The bioBakery help forum

Setting abundance percentage cutoff to 0. Confusing results

I’ve being using Humann2 for taxanomic and functional profiling of metagenomic samples along with total RNA seq analysis and I’ve been seeing some confusing results. Aligning RNA reads to the Refseq database I identified a significant proportion or reads which aligned to mycobacterium species, looking at the humann2 pathway abundance I can see the mycobacterium peptidoglycan synthesis pathway was also id’d in most of the samples.

However, metaphlan2 was unable to ID mycobacterium in any of the samples. I’m thinking that the abundance may be very low, given that can I run metaphlan2 with a minimum abundance filter set to 0 so I see absolutely everything ID’d within the sample, even if it’s only a few reads? If not, can anyone suggest why I can find mycobacterial reads from RNA data and humann2 analysis but not metaphlan?

HUMAnN2 uses MetaPhlAn2 to decide which species to work with, so something here doesn’t make sense. How are you determining that your species is found by HUMAnN2 but not MetaPhlAn2?

Hi franzosa, humann2 identified mycobacterium specific pathways in the pathwayabundnace output. I have also tried aligning the input reads to a Mycobacterium reference genome using bowtie2 and there is a small percentage of reads which are mapping to it.

But does your HUMAnN2 output have lines like:

PathwayXYZ|g__Mycobacterium.s__Mycobacterium_tuberculosis  12.345

? This would be HUMAnN2’s way of saying 1) I found PathwayXYZ, 2) I attributed some copies to M. tuberculosis, where 3) the pathway had 12.345 RPK of coverage. Such lines would only be possible if MetaPhlAn2 had detected _M. tuberculosis.

If instead the output lines look like

PathwayXYZ  12.345
PathwayXYZ|unclassified  12.345

Then HUMAnN2 is identifying the pathway from the translated search step. It could still be driven by reads from M. tuberculosis, but we didn’t see enough evidence to associate the pathway with any particular species.

This is how the pathway in the output is shown:
PWY-6385: peptidoglycan biosynthesis III (mycobacteria)

I see. In this case (confusingly) the “mycobacteria” is part of the pathway’s official name from MetaCyc, but HUMAnN2 isn’t necessarily assigning it to any particular species. If there’s no | in the name (as in my examples above), it means that the pathway is being quantified at the community level only.

The pathway could very well be coming from Mycobacterium in your sample, HUMAnN2 just hasn’t seen enough evidence (e.g. non-zero MetaPhlAn2 abundance) to make that specific conclusion, probably due to low coverage breadth.

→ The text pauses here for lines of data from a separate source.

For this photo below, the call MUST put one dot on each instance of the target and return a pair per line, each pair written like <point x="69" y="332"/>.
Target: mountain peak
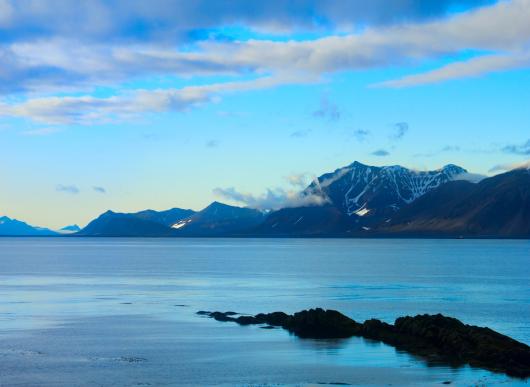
<point x="360" y="189"/>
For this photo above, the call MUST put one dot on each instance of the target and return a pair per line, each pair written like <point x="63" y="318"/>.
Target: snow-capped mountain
<point x="367" y="191"/>
<point x="14" y="227"/>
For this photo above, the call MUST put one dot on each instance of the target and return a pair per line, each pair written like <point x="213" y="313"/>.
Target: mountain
<point x="13" y="227"/>
<point x="215" y="220"/>
<point x="112" y="224"/>
<point x="498" y="206"/>
<point x="368" y="191"/>
<point x="359" y="198"/>
<point x="167" y="218"/>
<point x="324" y="220"/>
<point x="69" y="229"/>
<point x="219" y="219"/>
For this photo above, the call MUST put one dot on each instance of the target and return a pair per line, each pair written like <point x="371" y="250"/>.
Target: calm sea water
<point x="121" y="312"/>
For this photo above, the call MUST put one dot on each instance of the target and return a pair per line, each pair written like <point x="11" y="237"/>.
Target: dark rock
<point x="431" y="336"/>
<point x="321" y="324"/>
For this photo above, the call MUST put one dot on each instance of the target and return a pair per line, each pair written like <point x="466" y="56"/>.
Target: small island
<point x="435" y="337"/>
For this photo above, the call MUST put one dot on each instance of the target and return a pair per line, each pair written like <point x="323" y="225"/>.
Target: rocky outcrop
<point x="432" y="336"/>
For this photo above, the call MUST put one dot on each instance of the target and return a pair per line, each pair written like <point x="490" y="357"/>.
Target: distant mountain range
<point x="13" y="227"/>
<point x="354" y="201"/>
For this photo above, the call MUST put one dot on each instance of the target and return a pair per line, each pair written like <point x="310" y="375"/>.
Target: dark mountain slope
<point x="167" y="218"/>
<point x="13" y="227"/>
<point x="496" y="207"/>
<point x="219" y="219"/>
<point x="111" y="224"/>
<point x="306" y="221"/>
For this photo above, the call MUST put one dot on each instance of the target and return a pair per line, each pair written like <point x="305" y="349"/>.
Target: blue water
<point x="121" y="312"/>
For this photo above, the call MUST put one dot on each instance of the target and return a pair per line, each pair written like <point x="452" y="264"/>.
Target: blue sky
<point x="126" y="105"/>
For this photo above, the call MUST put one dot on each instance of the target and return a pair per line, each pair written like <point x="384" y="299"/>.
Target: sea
<point x="123" y="312"/>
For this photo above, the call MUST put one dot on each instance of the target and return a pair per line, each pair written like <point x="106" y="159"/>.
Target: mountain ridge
<point x="358" y="201"/>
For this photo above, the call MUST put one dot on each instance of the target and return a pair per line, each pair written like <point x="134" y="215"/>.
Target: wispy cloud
<point x="327" y="110"/>
<point x="272" y="199"/>
<point x="300" y="133"/>
<point x="212" y="143"/>
<point x="380" y="153"/>
<point x="300" y="180"/>
<point x="49" y="50"/>
<point x="510" y="166"/>
<point x="473" y="67"/>
<point x="399" y="130"/>
<point x="518" y="149"/>
<point x="40" y="131"/>
<point x="447" y="148"/>
<point x="88" y="109"/>
<point x="69" y="189"/>
<point x="361" y="134"/>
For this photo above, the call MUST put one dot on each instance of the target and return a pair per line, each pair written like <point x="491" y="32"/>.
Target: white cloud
<point x="473" y="67"/>
<point x="88" y="109"/>
<point x="51" y="63"/>
<point x="40" y="131"/>
<point x="510" y="166"/>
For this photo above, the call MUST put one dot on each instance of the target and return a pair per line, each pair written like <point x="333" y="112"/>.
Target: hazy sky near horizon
<point x="128" y="105"/>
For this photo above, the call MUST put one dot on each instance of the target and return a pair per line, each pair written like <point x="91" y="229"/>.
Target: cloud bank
<point x="55" y="53"/>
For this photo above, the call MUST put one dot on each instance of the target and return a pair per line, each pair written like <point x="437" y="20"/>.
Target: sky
<point x="128" y="105"/>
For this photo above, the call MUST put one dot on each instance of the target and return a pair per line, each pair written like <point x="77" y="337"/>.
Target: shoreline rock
<point x="431" y="336"/>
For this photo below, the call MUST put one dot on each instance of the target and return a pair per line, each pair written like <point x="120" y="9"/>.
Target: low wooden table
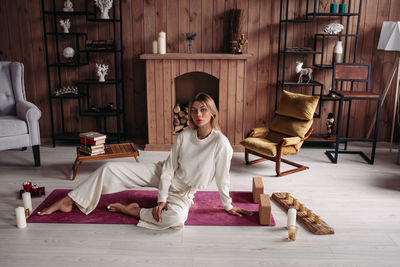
<point x="111" y="152"/>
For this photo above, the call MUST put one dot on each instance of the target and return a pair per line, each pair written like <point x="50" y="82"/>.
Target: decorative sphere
<point x="68" y="52"/>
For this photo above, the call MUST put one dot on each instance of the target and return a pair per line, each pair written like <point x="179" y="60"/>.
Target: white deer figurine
<point x="303" y="72"/>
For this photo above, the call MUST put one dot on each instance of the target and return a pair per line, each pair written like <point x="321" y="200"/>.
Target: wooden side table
<point x="111" y="151"/>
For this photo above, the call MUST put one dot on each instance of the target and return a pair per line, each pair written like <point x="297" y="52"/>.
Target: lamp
<point x="389" y="40"/>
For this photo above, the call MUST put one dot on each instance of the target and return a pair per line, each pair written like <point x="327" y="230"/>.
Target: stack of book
<point x="92" y="143"/>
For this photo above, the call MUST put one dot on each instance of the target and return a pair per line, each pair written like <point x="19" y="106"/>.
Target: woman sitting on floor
<point x="199" y="155"/>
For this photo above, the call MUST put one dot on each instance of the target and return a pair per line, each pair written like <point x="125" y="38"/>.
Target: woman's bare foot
<point x="64" y="205"/>
<point x="132" y="209"/>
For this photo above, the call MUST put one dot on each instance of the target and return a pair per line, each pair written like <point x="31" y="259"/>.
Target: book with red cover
<point x="95" y="136"/>
<point x="92" y="142"/>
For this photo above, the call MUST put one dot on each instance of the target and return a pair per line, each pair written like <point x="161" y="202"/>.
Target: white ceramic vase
<point x="104" y="14"/>
<point x="338" y="52"/>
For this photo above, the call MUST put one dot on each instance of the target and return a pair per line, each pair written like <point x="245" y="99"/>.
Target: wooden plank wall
<point x="21" y="35"/>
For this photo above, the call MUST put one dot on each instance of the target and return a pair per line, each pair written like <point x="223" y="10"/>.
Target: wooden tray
<point x="320" y="229"/>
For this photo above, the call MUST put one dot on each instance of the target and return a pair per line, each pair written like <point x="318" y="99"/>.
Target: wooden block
<point x="258" y="189"/>
<point x="264" y="210"/>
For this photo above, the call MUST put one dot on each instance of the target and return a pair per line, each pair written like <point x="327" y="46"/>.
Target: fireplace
<point x="173" y="79"/>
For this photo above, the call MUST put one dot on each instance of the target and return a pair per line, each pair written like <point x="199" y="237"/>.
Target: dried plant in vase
<point x="333" y="28"/>
<point x="65" y="24"/>
<point x="102" y="71"/>
<point x="68" y="6"/>
<point x="190" y="36"/>
<point x="104" y="6"/>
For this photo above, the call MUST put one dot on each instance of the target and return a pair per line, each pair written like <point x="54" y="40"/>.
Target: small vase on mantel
<point x="190" y="47"/>
<point x="338" y="52"/>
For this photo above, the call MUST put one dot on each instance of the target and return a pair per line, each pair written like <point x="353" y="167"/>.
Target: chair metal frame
<point x="348" y="96"/>
<point x="278" y="158"/>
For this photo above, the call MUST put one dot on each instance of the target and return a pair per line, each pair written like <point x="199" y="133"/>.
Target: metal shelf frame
<point x="311" y="15"/>
<point x="50" y="17"/>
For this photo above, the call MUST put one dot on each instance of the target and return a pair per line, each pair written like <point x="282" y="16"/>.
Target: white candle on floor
<point x="291" y="217"/>
<point x="26" y="197"/>
<point x="162" y="43"/>
<point x="155" y="47"/>
<point x="20" y="215"/>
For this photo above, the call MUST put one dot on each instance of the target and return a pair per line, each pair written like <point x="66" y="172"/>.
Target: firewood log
<point x="177" y="108"/>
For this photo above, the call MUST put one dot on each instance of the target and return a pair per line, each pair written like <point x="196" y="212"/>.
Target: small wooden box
<point x="258" y="189"/>
<point x="264" y="210"/>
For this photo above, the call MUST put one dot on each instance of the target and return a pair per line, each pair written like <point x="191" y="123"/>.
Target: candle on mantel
<point x="291" y="217"/>
<point x="26" y="197"/>
<point x="162" y="43"/>
<point x="309" y="214"/>
<point x="20" y="217"/>
<point x="155" y="47"/>
<point x="302" y="208"/>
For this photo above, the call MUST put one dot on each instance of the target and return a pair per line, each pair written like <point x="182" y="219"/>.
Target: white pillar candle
<point x="155" y="47"/>
<point x="26" y="197"/>
<point x="162" y="43"/>
<point x="291" y="217"/>
<point x="20" y="215"/>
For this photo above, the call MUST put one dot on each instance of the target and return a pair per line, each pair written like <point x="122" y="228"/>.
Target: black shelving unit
<point x="86" y="12"/>
<point x="311" y="17"/>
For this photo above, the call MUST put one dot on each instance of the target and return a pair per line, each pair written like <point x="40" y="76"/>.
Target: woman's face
<point x="201" y="116"/>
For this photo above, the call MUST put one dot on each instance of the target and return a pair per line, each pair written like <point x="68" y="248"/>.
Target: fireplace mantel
<point x="161" y="71"/>
<point x="209" y="56"/>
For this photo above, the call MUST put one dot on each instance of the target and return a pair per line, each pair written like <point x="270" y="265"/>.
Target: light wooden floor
<point x="360" y="201"/>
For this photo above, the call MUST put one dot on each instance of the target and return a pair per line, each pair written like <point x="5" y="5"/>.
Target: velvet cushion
<point x="268" y="148"/>
<point x="275" y="136"/>
<point x="290" y="126"/>
<point x="297" y="106"/>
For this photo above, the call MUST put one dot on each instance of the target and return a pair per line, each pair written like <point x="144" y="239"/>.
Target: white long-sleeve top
<point x="196" y="163"/>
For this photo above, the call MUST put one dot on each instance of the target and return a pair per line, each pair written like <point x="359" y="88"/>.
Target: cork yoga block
<point x="258" y="189"/>
<point x="264" y="210"/>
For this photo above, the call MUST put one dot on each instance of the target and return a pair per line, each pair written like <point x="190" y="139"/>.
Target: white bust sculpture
<point x="68" y="6"/>
<point x="65" y="24"/>
<point x="68" y="52"/>
<point x="101" y="71"/>
<point x="104" y="6"/>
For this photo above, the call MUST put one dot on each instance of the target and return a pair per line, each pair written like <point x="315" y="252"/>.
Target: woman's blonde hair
<point x="212" y="108"/>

Thanks for your help, does metaphlan2 have a minimum abundance cuttoff that can be adjusted? Or does it output everything identified by default?

MetaPhlAn2 will output abundances for clades that recruited reads to a critical fraction of markers (defined by the stat_q parameter), regardless of their final relative abundance. Lowering this fraction will find more clades but also increase the risk of false positive detection events.

Hi Eric,

I am having the same issue in my project which I ran both HUMAnN3 and Metaphlan3.

The pathway PWY-6385 which I found different among my groups has been assigned to several different genus & species but not “mycobacteria” which seems strange to me (according to the description, it should only be encoded by mycobacteria).

And I further looked into my Metaphlan3 results, no mycobacteria species was detected among all the subjects. In fact, I looked into several projects I’ve done with Metaphlan2 or 3 before and none of them have the abundance of mycobacteria.

Could you explain more on these issue and the possible reason? Thank you so much for your kindly help.

Best regards,
James

One of two things is probably happening: 1) the taxonomic range annotated to the pathway in MetaCyc is conservative (and the pathway’s reactions can actually be found in a broader set of bugs) OR 2) there is a similar pathway in your sample (differing by only a few reactions) that HUMAnN has a hard time distinguishing from this pathway, possibly due to gap filling decisions.